Since the people believe in the static concept of the state, they believe it is a birthright to determine entry into this belief system. They believe the state border is the moral entity of which they are a part, and they judge newcomers accordingly. They judge them like a protective father would judge his daughter’s fiance: with a hunch of distrust and a paternalistic predestined notion of responsibility to live up to his standards. Any notion of potential danger that a newcomer might impose on the sanctity of the state triggers the guiding principle: better safe than sorry. But, morally speaking, such a principle is unjustifiable. Just as much as the notion of collective guilt is unjustifiable. We must not forget that if we do not assume collective guilt with regard to ourselves (the supposed interventionists, the colonialists etc), we have no right to impose collective guilt on people of whom we have no proof of harmful intentions (e.g. terrorists).

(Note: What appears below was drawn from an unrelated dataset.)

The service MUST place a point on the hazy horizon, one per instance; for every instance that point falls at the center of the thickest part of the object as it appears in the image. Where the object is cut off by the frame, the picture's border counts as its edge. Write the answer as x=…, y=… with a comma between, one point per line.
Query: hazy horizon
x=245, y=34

This tendency stems from the sanctity of majority rule in a liberal democracy. We internalize the notion of security at any price – disregarding the moral implications. An atypical example of this is the issue of childhood vaccinations. Parents who vaccinate their children would (if there were no such law already in place) enforce with no hesitation mandatory vaccinations for everyone, since their majority status allows them to assume a supposedly higher moral status. The latter is assumed by reasoning that if all children were not vaccinated, harm may come to others and further that prevention of potential harm is one of the morally imperative principals by which everyone should abide. However, there is no justification to infringe on an individual’s rights for the sake of one’s own benefit. In allowing so, individual rights are collectivized and thereby robbed of their meaning. If one is to live by the principle of individual rights, one must not assume the prevention of potential harm as a moral imperative but rather the assumption of optimal security.

What is the difference between the two in the case of migration crisis? The first one discriminates every migrant as a potential terrorist and gives moral justification to the citizens of the receiving state to collectively reject anyone, while the second assumes the protection of the citizens of the receiving state, should any harm come to them. The first one is solely based on collectivist ethics, while the other one is solely based on individualist ethics. Since one of the only proper functions of the state is to provide security for its citizens, the state should be providing that rather than predetermining potential harm and fencing itself into a false higher moral ground based on the moralization of a state border. However, a state border is not the border of morality, not unless we assume we are all a collective entity supporting the state interest as the only collective interest of the people. Because by being human, and thereby intrinsically mobile, we have the right to move, unless we individually and physically pose a threat to another human being. Contrary to this statement, a state border by default implies a threat to an individual, no matter the merit of the individual. And this only because we have this preconsidered notion that security at any price and its imposition on another individual are moral imperatives. Further, security for some on account of others is not actually security, but it is rather an abuse of it; and thus by not being imposed equally, it becomes freedom without responsibility – as such it can and should impose guilt on those who support it.